The digger bucked and scraped at the earth as Frost manipulated twin levers in the cab like a TV-series puppet, the spastic movement of its small shovel building up a growing pile of earth at the side of the trench. Nerves jangled as, with a sudden change in sound, the blade struck the coffin lid. The digger’s work was done for the moment and its engine died away. Two of Laarsen’s people lowered th
emselves into the grave to clear away the remaining earth by hand and to loop lifting cables under the casket.
As the minutes passed, Laarsen leaned over the grave to ask his men what the hold-up was. One of them reported that he was having difficulty getting the cable at his end far enough under the casket to make sure that it didn’t slip.
‘How far in is it?’ asked Laarsen impatiently.
‘Ten centimetres, not more,’ replied the man.
‘That’ll do,’ said Laarsen. ‘Up you come.’
The two men clambered out of the grave and secured the top ends of the cables to the digger’s shovel.
‘As smoothly as you can please, Mr Frost,’ said Inspector Jordan, but there was no way that the hydraulics of the small digger would permit completely smooth movement. There was a sharp intake of breath all round when the casket was jerked off the bottom of the grave. ‘Steady, steady!’ cautioned Jordan as it rose slowly from the grave. ‘Let’s have some help here.’
He put his hands on the lid of the casket to minimise the swing as it cleared the lip of the grave, and Laarsen’s men stepped forward to provide stability at either end. ‘It’s clear,’ said Jordan.
The digger driver took this as his cue to start swinging the casket round with a view to lowering it to the ground beside the grave.
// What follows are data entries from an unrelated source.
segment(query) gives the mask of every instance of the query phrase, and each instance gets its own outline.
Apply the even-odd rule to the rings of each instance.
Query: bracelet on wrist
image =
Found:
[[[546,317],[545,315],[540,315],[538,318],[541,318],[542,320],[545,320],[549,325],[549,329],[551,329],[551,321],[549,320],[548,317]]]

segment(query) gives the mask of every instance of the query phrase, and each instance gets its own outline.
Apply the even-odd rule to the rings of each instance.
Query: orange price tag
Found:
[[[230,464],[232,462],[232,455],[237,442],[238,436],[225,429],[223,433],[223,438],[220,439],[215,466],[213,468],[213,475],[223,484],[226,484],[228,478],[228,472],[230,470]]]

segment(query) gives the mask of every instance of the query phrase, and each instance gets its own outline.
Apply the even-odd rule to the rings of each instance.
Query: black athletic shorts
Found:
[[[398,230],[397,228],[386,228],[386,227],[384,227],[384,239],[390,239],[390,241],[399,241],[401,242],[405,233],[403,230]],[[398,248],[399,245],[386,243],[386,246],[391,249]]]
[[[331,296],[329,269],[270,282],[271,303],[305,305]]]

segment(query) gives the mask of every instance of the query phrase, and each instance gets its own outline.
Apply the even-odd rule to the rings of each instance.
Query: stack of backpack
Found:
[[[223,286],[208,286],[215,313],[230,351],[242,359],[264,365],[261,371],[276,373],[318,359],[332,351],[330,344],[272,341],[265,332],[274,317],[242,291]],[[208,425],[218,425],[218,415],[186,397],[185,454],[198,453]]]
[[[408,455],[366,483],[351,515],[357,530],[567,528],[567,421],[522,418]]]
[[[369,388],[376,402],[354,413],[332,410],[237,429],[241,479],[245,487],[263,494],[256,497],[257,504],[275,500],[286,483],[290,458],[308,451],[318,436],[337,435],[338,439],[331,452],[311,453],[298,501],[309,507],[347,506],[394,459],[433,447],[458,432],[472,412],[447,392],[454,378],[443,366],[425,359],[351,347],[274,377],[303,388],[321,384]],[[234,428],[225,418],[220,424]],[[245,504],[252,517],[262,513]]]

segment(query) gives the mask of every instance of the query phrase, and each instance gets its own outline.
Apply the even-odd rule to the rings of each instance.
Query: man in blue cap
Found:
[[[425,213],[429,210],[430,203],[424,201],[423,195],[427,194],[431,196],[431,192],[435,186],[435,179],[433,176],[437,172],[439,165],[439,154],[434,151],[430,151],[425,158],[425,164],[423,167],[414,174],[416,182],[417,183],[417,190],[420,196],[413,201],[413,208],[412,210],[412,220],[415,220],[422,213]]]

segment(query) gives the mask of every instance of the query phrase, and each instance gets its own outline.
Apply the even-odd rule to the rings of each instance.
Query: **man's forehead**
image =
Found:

Suddenly a jerk in the hydraulics made the cable at the less-secured end slip free, and the casket slipped out of the loop and crashed down on the leg of the man at that end. The snap of bones sounded clearly above the noise of the machinery; as did the scream that followed.
There followed an anxious few minutes, which must have seemed like hours to the injured man, while the cable was once more looped under the casket by nervous helpers. Their fingers turned to thumbs in their haste and unease at having to use the small space between the base of the coffin and the ground, created by its resting on the man’s broken limb. The cable was at last secured and the digger lifted the casket off the trapped leg. Steven tended to him and made him as comfortable as possible while they waited for the ambulance the inspector had called. He could not help but think that this was the last sort of thing any of them wanted at the start of an operation like this. It was going to put everyone on edge.